なぜ、自分だけが大切に持っている石の名前を、ただの従者である一兵士が知っているのかと疑えてならない。

希望を叶える石。

十年前に記憶の中の少女にもらったリゲイドの宝物。

希叶石と名前がつくらしいその魔石は、白く滑らかで、楕円の形をしていた。



「ラゼット様は昔よりああいうお方。石を渡した相手がきさまだとは知らなかったのだろう。覚えてはいるだろうが、ラゼット様はきさま一人に限らず、誰よりも自分を犠牲にしてこの世界を守ってきた。逃げてばかりのきさまに、その重みが理解できるのか!?」


「ちょっと待てよ。ラゼットが、なんだって?」



突然の告白に、頭の中が混乱して整理が追い付いてくれない。

リゲイドは胸倉をつかむアキームの顔を蒼白な面持ちで見つめていたが、その焦燥にかられた心中はそのまま彼らに伝わっていただろう。

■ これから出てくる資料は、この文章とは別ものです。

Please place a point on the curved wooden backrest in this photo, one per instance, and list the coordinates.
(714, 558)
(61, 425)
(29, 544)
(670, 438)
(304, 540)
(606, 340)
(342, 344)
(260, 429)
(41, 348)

泥の中から腕を守るようにして立ち上がったフランが、アキームに掴まれたままのリゲイドの隣に歩み寄ってくる。



「あなたが大事になさっているその石は、十年前、ラゼット様がフィオラ様より授かったオルギスの命です。」



サーと軽い雨の音が、妙な重さを連れてリゲイドの肩を濡らしていた。